Source: Greenpeace
Greenpeace Aotearoa is warning that Kaipara District Council’s decision to investigate waste to energy options could lock them into a disastrous deal that will be costly to ratepayers and have negative impacts on people’s health and the climate.
Kaipara District Council elected members supported a Notice of Motion at yesterday’s Council meeting. Staff will now start investigating preliminary options for a modern solution for rubbish and waste disposal in the future.
Greenpeace Aotearoa plastics campaigner Juressa Lee says waste to energy poses serious threats to public health and the environment, saying councils should be supporting waste minimisation and moving toward a circular economy.

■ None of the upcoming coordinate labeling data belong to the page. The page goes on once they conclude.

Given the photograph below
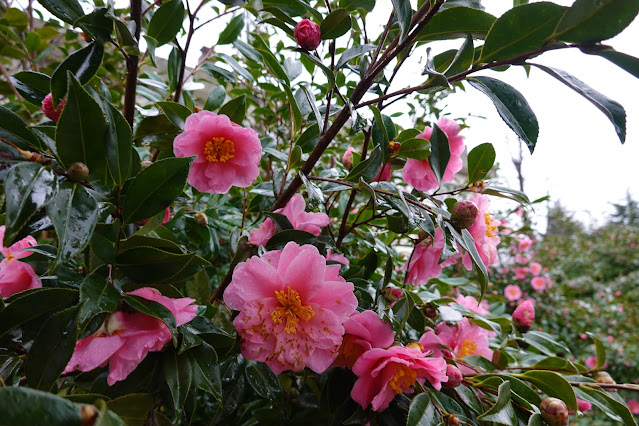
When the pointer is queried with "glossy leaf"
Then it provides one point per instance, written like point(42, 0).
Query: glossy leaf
point(520, 30)
point(480, 160)
point(155, 188)
point(611, 109)
point(511, 106)
point(166, 22)
point(74, 213)
point(28, 187)
point(52, 349)
point(83, 64)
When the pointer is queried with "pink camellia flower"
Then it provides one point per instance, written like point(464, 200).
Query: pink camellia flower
point(524, 315)
point(364, 331)
point(535, 268)
point(292, 307)
point(484, 232)
point(472, 304)
point(17, 276)
point(512, 292)
point(521, 272)
point(633, 405)
point(307, 34)
point(295, 211)
point(424, 264)
point(383, 373)
point(125, 338)
point(538, 283)
point(419, 174)
point(52, 114)
point(227, 153)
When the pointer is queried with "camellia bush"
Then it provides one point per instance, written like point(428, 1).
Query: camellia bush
point(252, 240)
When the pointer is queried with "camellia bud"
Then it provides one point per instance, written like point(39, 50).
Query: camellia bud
point(78, 172)
point(201, 219)
point(524, 316)
point(464, 214)
point(307, 34)
point(52, 114)
point(554, 411)
point(455, 376)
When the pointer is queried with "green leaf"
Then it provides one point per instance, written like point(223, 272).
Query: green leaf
point(28, 187)
point(439, 152)
point(97, 295)
point(512, 108)
point(80, 133)
point(155, 188)
point(520, 30)
point(166, 22)
point(32, 304)
point(416, 148)
point(178, 375)
point(74, 213)
point(588, 21)
point(33, 86)
point(336, 24)
point(552, 384)
point(24, 406)
point(232, 30)
point(13, 129)
point(83, 64)
point(611, 109)
point(235, 109)
point(352, 53)
point(52, 349)
point(67, 10)
point(457, 22)
point(480, 160)
point(263, 380)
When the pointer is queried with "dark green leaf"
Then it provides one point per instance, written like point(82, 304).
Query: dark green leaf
point(336, 24)
point(232, 30)
point(235, 109)
point(51, 349)
point(155, 188)
point(439, 152)
point(33, 86)
point(611, 109)
point(511, 106)
point(588, 21)
point(83, 64)
point(28, 187)
point(74, 213)
point(480, 161)
point(166, 22)
point(80, 133)
point(520, 30)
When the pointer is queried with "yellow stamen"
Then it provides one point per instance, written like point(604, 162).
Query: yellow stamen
point(403, 379)
point(291, 309)
point(219, 149)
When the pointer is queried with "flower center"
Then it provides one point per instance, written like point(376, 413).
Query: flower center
point(467, 348)
point(490, 228)
point(403, 378)
point(291, 309)
point(219, 149)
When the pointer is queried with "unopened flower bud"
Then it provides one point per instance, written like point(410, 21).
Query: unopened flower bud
point(201, 219)
point(455, 376)
point(52, 113)
point(88, 415)
point(464, 214)
point(307, 34)
point(524, 316)
point(78, 172)
point(554, 411)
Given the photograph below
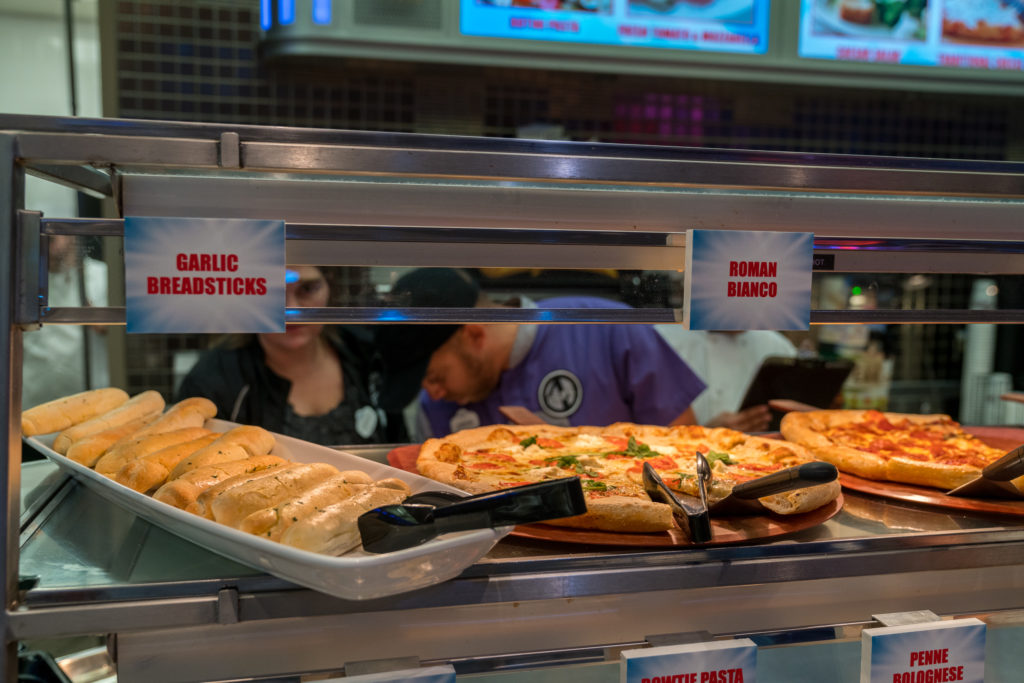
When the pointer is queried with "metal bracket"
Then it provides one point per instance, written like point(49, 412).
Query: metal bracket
point(364, 667)
point(230, 152)
point(904, 619)
point(683, 638)
point(31, 266)
point(227, 605)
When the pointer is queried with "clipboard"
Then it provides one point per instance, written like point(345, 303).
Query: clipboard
point(812, 381)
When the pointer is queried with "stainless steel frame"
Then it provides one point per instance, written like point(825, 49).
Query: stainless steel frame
point(393, 195)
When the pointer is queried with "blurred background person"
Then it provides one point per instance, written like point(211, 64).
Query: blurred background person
point(60, 359)
point(566, 374)
point(311, 381)
point(727, 361)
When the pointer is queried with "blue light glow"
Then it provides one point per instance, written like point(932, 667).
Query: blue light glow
point(322, 11)
point(286, 11)
point(265, 14)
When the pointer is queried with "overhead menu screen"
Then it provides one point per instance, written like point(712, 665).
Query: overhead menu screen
point(968, 34)
point(718, 26)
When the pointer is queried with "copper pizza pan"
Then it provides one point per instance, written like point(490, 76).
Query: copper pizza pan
point(725, 530)
point(999, 437)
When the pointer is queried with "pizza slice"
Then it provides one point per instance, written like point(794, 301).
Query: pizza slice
point(923, 450)
point(609, 462)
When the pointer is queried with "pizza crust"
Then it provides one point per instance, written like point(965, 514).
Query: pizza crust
point(440, 459)
point(809, 429)
point(621, 513)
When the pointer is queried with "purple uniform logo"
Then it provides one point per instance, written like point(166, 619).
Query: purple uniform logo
point(559, 393)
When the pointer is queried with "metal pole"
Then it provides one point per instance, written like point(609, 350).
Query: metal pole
point(11, 198)
point(70, 37)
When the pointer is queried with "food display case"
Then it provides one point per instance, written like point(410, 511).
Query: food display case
point(531, 608)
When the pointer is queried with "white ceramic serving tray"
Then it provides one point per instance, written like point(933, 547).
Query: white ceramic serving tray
point(354, 575)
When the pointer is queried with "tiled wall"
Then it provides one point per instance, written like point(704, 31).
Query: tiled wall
point(199, 59)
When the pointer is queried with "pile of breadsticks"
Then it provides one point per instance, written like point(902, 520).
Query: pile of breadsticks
point(228, 477)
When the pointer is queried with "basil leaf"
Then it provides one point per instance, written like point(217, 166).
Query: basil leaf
point(566, 462)
point(724, 457)
point(635, 450)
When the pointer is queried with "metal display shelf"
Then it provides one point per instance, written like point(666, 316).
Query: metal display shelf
point(88, 567)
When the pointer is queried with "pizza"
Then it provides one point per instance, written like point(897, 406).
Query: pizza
point(923, 450)
point(991, 20)
point(609, 463)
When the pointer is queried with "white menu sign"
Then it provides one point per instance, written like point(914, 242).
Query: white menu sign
point(930, 652)
point(717, 662)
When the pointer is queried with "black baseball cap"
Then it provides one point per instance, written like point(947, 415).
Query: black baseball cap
point(404, 350)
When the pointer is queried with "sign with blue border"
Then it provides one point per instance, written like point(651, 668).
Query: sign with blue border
point(204, 274)
point(442, 674)
point(930, 652)
point(717, 662)
point(748, 280)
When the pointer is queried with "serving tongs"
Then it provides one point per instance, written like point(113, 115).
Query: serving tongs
point(424, 516)
point(691, 515)
point(994, 479)
point(744, 498)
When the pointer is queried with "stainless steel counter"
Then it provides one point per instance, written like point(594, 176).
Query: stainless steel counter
point(100, 569)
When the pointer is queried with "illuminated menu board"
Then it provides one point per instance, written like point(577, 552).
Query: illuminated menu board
point(719, 26)
point(968, 34)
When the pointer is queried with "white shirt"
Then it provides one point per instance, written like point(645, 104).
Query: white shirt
point(54, 354)
point(726, 361)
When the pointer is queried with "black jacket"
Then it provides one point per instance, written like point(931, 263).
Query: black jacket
point(245, 389)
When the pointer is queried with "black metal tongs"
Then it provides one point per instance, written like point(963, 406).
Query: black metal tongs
point(691, 515)
point(424, 516)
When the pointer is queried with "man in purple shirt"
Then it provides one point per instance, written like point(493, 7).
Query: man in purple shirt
point(566, 374)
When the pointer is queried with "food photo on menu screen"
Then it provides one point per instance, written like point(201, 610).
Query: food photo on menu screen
point(722, 26)
point(966, 34)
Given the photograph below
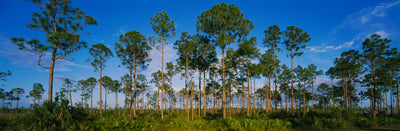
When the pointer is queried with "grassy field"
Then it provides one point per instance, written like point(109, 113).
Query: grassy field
point(62, 117)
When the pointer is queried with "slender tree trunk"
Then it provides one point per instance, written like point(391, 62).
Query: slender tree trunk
point(70, 96)
point(223, 83)
point(304, 104)
point(204, 95)
point(333, 94)
point(199, 100)
point(162, 78)
point(213, 82)
point(171, 95)
point(273, 46)
point(266, 96)
point(101, 102)
point(248, 88)
point(82, 97)
point(134, 88)
point(391, 94)
point(345, 93)
point(398, 103)
point(91, 99)
point(373, 84)
point(312, 89)
point(116, 100)
point(292, 83)
point(191, 92)
point(105, 98)
point(323, 104)
point(51, 71)
point(17, 105)
point(187, 88)
point(254, 91)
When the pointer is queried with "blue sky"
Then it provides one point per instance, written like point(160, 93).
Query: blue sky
point(334, 26)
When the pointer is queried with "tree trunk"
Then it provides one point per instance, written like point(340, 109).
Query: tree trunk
point(323, 104)
point(17, 104)
point(51, 71)
point(105, 101)
point(345, 93)
point(91, 99)
point(162, 78)
point(82, 98)
point(254, 91)
point(116, 100)
point(398, 103)
point(101, 102)
point(187, 87)
point(70, 96)
point(171, 94)
point(134, 89)
point(373, 84)
point(191, 92)
point(223, 83)
point(273, 46)
point(304, 104)
point(292, 83)
point(213, 82)
point(312, 89)
point(199, 99)
point(248, 87)
point(204, 95)
point(266, 96)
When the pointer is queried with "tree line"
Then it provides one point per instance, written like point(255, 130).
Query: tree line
point(230, 83)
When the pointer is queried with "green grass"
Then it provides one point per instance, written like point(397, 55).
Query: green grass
point(61, 117)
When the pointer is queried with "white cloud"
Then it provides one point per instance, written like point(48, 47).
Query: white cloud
point(28, 59)
point(344, 45)
point(383, 34)
point(371, 19)
point(155, 55)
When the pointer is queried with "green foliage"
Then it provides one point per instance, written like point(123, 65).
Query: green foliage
point(55, 115)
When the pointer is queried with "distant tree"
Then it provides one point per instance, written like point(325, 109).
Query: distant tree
point(295, 40)
point(171, 71)
point(133, 50)
point(185, 47)
point(142, 85)
point(313, 74)
point(37, 92)
point(205, 56)
point(18, 91)
point(266, 63)
point(164, 27)
point(249, 51)
point(271, 40)
point(62, 25)
point(83, 85)
point(68, 84)
point(284, 80)
point(116, 88)
point(100, 54)
point(92, 84)
point(10, 96)
point(373, 56)
point(303, 76)
point(126, 81)
point(156, 79)
point(224, 24)
point(2, 97)
point(3, 75)
point(107, 83)
point(324, 89)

“Deputy Mayor Larsen wants a modern solution to rubbish and waste disposal but the only real solution is to make less of it. We don’t need to go searching for techno fixes. We need to shift from throwaway and single-use culture, and start supporting systems of refill, reuse and repair.”
“We’re in a plastic pollution crisis and it is time to turn the tap off. Putting faith in false solutions risks leaving that tap on and fueling both the plastic pollution crisis and the climate crisis,” Lee says.
“Deputy Mayor Larsen says he does not want a legacy of landfills and leachates but the legacy of incineration around the globe is no less bleak. Similar plants elsewhere have been shown to be more polluting than coal, emitting dioxins, mercury, lead, nitrogen oxide and more.”
Lee says carbon emissions would be created from burning rubbish and from the fuel required for incineration, adding on top of all the pollution issues, the entire waste to energy incineration concept undermines efforts to reduce waste in Aotearoa by incentivising waste production.
“Just a few years ago, local communities were concerned that Dome Valley would become a landfill. Local governments have been in possession of expert advice from zero waste advocates so it’s disappointing to see they are considering a false solution that many other countries are walking away from.
“We need those who are in positions of power and decision-making, to act responsibly, supporting a circular economy for the health of the people and the planet and our future generations.”